Tagesordnung - öffentlicher Teil:

1.

Bauvorlagen (nur jene, die der Veröffentlichung zugestimmt haben):

1.1

Keine Veröffentlichung

2.

2. Änderung Bebauungsplan Kleinseebach Süd II

2.1

Behandlung der Bedenken und Anregungen zur erneuten Auslegung des Entwurfes

2.2

Satzungsbeschluss

3.

1. Änderung Bebauungsplan „Igelsdorf“ sowie Bebauungsplan mit integriertem Grünordnungsplan "Siedlerstraße" mit 2. Änderung des Bebauungsplanes "Igelsdorf"

3.1

Stellungnahme der Gemeinde als Träger öffentlicher Belange nach § 4 Abs. 2 BauGB

4.

Zuschussantrag der Montessori Schule Herzogenaurach

5.

Vorberatung Haushalt 2026

Öffentlicher Teil:

TOP 1

Bauvorlagen (nur jene, die der Veröffentlichung zugestimmt haben):

TOP 1.1

Keine Veröffentlichung

TOP 2

2. Änderung Bebauungsplan Kleinseebach Süd II

TOP 2.1

Behandlung der Bedenken und Anregungen zur erneuten Auslegung des Entwurfes

Sachverhalt:

2. Bebauungsplan-Änderung "16/1 Kleinseebach Süd II"

Gemeinde Möhrendorf, Landkreis Erlangen-Höchstadt

Beschlussvorschläge zu den Stellungnahmen im Rahmen der erneuten Beteiligung der Öffentlichkeit und der erneuten Beteiligung der Behörden und sonstiger Träger öffentlicher Belange (Vollzug des BauGB § 4a Abs. 3 BauGB)

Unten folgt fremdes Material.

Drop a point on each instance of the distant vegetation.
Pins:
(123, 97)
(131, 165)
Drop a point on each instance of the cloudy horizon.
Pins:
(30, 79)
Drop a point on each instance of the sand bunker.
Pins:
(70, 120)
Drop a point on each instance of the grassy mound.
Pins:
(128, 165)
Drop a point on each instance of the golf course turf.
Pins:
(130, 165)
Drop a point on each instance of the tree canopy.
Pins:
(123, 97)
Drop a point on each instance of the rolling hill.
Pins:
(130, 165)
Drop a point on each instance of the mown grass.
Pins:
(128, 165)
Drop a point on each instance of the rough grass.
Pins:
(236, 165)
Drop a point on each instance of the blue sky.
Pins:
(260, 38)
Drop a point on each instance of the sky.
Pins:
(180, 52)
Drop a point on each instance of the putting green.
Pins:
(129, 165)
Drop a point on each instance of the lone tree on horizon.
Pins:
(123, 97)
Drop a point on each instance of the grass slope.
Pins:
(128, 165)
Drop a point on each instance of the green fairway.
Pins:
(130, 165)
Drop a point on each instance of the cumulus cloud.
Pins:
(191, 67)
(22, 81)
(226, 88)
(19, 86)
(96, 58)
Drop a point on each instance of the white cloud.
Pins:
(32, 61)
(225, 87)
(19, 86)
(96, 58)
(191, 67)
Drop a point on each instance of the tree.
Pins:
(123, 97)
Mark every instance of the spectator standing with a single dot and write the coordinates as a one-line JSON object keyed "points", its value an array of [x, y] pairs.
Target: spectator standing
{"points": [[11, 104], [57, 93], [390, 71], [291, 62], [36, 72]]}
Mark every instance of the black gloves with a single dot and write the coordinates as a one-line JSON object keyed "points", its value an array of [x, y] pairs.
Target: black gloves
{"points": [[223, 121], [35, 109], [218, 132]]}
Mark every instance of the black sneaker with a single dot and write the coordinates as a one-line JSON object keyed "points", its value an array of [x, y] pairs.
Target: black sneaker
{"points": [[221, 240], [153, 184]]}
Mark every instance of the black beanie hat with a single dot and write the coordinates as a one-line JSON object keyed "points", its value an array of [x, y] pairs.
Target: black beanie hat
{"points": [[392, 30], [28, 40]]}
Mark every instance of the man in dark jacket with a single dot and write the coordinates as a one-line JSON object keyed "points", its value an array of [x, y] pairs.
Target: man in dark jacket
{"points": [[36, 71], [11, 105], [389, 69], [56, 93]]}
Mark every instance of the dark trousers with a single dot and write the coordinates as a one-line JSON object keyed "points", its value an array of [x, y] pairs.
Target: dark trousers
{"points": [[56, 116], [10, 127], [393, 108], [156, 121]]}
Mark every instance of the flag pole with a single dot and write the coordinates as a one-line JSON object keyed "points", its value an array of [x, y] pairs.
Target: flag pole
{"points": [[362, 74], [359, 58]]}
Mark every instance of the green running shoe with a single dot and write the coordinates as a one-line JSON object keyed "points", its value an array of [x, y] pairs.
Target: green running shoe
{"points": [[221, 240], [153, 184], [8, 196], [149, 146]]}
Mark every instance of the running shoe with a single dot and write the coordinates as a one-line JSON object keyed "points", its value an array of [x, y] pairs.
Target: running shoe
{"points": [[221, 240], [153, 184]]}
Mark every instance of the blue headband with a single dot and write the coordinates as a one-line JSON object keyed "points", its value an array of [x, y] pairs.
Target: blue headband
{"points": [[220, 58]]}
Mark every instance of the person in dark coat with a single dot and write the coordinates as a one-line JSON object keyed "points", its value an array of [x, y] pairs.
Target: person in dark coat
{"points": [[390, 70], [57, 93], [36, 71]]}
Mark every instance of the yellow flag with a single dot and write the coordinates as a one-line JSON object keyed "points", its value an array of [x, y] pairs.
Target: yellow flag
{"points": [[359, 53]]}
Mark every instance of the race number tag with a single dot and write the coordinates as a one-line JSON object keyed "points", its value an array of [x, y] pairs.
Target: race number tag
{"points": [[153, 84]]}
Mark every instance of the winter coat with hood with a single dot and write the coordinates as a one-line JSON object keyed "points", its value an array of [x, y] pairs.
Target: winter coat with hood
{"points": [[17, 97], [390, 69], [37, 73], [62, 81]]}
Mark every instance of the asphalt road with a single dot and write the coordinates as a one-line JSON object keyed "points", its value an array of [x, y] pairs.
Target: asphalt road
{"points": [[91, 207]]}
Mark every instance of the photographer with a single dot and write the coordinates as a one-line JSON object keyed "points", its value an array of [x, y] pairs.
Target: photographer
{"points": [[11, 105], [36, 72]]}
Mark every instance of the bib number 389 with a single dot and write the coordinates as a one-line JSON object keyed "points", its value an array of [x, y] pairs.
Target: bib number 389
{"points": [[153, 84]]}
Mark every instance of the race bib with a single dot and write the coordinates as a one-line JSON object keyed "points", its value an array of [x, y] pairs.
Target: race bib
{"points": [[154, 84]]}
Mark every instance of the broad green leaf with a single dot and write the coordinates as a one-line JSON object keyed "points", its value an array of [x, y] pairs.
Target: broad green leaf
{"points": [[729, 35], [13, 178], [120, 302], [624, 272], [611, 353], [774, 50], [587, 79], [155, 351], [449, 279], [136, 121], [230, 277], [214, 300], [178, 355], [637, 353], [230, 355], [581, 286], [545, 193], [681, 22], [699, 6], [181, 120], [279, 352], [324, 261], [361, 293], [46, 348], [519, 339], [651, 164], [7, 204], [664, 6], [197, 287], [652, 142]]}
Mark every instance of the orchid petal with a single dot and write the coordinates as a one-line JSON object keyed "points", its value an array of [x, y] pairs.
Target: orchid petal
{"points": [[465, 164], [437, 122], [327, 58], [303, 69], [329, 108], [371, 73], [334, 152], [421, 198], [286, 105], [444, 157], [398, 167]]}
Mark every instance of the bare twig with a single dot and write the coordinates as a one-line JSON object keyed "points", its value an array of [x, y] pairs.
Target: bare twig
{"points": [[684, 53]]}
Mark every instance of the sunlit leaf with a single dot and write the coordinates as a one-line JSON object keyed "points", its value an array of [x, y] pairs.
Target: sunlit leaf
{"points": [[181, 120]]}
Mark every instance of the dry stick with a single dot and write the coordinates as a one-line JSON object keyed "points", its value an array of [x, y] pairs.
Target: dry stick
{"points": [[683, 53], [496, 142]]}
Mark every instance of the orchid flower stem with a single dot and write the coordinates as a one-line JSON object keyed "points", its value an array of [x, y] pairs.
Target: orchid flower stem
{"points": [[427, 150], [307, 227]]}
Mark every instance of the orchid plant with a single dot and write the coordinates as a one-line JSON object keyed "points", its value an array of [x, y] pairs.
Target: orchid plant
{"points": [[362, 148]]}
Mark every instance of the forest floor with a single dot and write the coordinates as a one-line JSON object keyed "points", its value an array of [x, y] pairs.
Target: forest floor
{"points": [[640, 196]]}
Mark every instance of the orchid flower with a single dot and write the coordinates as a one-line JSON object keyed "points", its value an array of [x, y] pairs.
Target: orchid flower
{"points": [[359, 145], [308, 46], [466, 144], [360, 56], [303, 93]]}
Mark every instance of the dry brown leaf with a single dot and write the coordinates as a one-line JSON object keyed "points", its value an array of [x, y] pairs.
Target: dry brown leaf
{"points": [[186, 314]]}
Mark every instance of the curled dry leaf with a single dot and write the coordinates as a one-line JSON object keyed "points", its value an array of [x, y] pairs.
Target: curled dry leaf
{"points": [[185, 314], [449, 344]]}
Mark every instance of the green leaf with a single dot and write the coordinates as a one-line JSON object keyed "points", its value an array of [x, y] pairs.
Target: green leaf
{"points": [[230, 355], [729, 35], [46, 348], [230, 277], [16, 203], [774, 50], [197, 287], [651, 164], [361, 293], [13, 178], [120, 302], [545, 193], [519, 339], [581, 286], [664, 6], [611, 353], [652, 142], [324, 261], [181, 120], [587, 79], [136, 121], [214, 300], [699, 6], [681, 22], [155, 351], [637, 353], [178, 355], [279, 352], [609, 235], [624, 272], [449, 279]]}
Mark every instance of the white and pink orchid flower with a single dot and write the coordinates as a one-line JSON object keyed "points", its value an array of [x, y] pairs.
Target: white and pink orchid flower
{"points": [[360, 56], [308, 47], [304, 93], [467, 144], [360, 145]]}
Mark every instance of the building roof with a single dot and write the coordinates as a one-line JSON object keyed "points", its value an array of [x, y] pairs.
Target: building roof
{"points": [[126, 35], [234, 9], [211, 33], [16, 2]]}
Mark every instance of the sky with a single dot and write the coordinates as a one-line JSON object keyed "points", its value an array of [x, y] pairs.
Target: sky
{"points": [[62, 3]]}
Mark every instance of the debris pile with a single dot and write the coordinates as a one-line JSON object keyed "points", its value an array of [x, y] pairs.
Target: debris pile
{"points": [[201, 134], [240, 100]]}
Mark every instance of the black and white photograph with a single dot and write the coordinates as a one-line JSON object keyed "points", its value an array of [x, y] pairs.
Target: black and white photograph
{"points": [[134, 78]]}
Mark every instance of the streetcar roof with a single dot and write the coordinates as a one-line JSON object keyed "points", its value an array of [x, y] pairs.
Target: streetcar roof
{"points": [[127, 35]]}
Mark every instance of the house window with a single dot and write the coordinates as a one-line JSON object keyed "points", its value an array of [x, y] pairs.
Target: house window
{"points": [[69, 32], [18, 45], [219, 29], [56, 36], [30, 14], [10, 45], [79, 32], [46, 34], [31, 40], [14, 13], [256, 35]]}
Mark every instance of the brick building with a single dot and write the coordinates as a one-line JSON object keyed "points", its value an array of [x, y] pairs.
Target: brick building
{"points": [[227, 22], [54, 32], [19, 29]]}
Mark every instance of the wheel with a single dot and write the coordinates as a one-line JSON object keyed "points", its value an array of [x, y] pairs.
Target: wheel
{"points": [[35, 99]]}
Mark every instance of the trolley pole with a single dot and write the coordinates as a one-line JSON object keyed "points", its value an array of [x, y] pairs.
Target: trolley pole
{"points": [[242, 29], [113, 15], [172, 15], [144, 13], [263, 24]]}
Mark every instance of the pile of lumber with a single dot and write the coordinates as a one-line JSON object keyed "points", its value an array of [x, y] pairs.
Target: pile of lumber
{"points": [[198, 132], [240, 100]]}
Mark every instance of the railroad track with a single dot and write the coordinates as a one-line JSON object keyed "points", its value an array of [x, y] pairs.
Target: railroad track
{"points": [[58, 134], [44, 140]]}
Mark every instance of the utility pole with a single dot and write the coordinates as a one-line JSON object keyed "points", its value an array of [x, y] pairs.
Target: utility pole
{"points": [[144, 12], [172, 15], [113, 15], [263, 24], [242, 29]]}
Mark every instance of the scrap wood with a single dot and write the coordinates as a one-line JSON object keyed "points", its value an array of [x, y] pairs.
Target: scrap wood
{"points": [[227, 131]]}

Die Frist für das Beteiligungsverfahren endete am 15.12.2025. Die Planung lag vom 01.12.2025 bis einschließlich 15.12.2025 öffentlich aus.

Aufgrund des hohen Umfanges dieses Tagesordnungspunktes wird dieser hier nicht abgedruckt; Einsichtnahme ist im Rathaus möglich.

TOP 2.2

Satzungsbeschluss

Beschluss:

Der Gemeinderat der Gemeinde Möhrendorf beschließt aufgrund der §§ 9 und 10 des BauGB die von der BFS+ GmbH - Büro für Städtebau und Bauleitplanung, Bamberg - gefertigte 2. Bebauungsplan-Änderung "16/1 Kleinseebach Süd II" der Fassung vom 28.10.2025 mit Begründung in der Fassung vom 28.10.2025 und den redaktionellen Klarstellungen vom 27.01.2026 als Satzung.

Abstimmungsergebnis: 14 : 0 angenommen

TOP 3

1. Änderung Bebauungsplan „Igelsdorf“ sowie Bebauungsplan mit integriertem Grünordnungsplan "Siedlerstraße" mit 2. Änderung des Bebauungsplanes "Igelsdorf"

TOP 3.1

Stellungnahme der Gemeinde als Träger öffentlicher Belange nach § 4 Abs. 2 BauGB

Sachverhalt:

Die Gemeinde Möhrendorf wurde von der Stadt Baiersdorf zu folgenden Bauleitplanungen um Stellungnahme gebeten:

Bebauungsplan mit integriertem Grünordnungsplan "Siedlerstraße" mit 2. Änderung des Bebauungsplanes "Igelsdorf"

Das Plangebiet befindet sich im OT Igelsdorf.

Nachdem nun ein privater Investor, der in der Region fest verankert ist, in Igelsdorf Entwicklungspotential in einem Konversionsprozess alter Hofstellen bzw. auf aktuell noch nicht bebauten Flächen innerhalb eines rechtswirksamen Bebauungsplanes sieht, hat die Stadt entschieden, für die betreffenden Flächen im Zuge von 2 Bauleitplanverfahren Baurecht zu schaffen.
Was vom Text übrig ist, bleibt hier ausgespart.